Just Teacher: Ethical dilemmas in the profession of teaching

Room 713/714, Level 7 100 Leicester Street Melbourne Graduate School of Education University of Melbourne

The Social Transformations and Education Research Hub
Unpacking Education Brown Bag Lunch Time Seminar

In this seminar, Dr Paula McAvoy, North Carolina State University, and Dr Lauren Gatti, University of Nebraska, Lincoln, will draw upon their study that uses both empirical research and the tools of philosophy and professional ethics to articulate a conception of “professional teacher.” Teachers are particular types of professionals. Unlike lawyers, doctors, and engineers, whose work is often done in the private sphere, with adults, and one-to-one (meaning a doctor works with one patient at a time), teachers mostly work in the public sphere, with children, and in groups. Consequently, the teacher’s professional autonomy is necessarily limited by the fact that they must be responsible to: 1) the democratic aims of education, 2) parents and their legitimate interests in how their children are raised, 3) the well-being of individual children and groups of children, and 4) their professional training and conception of what good teaching requires.

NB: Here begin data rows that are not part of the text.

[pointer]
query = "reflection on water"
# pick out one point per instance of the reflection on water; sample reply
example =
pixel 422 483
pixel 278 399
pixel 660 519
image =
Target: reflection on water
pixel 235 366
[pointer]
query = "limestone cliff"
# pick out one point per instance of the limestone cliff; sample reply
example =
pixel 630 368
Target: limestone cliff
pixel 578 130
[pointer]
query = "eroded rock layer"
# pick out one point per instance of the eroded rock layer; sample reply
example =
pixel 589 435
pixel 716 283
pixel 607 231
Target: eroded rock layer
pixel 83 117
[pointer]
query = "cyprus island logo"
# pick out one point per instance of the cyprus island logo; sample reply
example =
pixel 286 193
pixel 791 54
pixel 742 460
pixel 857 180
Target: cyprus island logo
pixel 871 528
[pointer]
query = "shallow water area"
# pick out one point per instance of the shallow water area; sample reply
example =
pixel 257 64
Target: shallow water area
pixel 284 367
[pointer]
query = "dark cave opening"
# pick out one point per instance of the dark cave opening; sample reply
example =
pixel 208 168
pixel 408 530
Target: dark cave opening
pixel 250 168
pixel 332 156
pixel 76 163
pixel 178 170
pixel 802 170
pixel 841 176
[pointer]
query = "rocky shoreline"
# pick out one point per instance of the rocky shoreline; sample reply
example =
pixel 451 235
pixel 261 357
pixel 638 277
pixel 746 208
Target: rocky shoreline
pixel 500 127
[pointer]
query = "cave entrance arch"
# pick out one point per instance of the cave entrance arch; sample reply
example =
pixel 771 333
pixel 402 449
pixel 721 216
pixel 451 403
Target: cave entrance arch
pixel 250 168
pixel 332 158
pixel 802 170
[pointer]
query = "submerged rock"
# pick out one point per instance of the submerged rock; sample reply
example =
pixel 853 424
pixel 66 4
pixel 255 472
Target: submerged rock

Dr Paula McAvoy is Assistant Professor within the Department of Teacher Education and Learning Sciences at North Carolina State University. She is the co-author with Diana Hess of The Political Classroom: Evidence and Ethics in Democratic Education (Routledge, 2015). 

Dr Lauren Gatti is an Associate Professor at the University of Nebraska, Lincoln. She is currently working with Paula McAvoy on a book project about ethical dilemmas in teaching.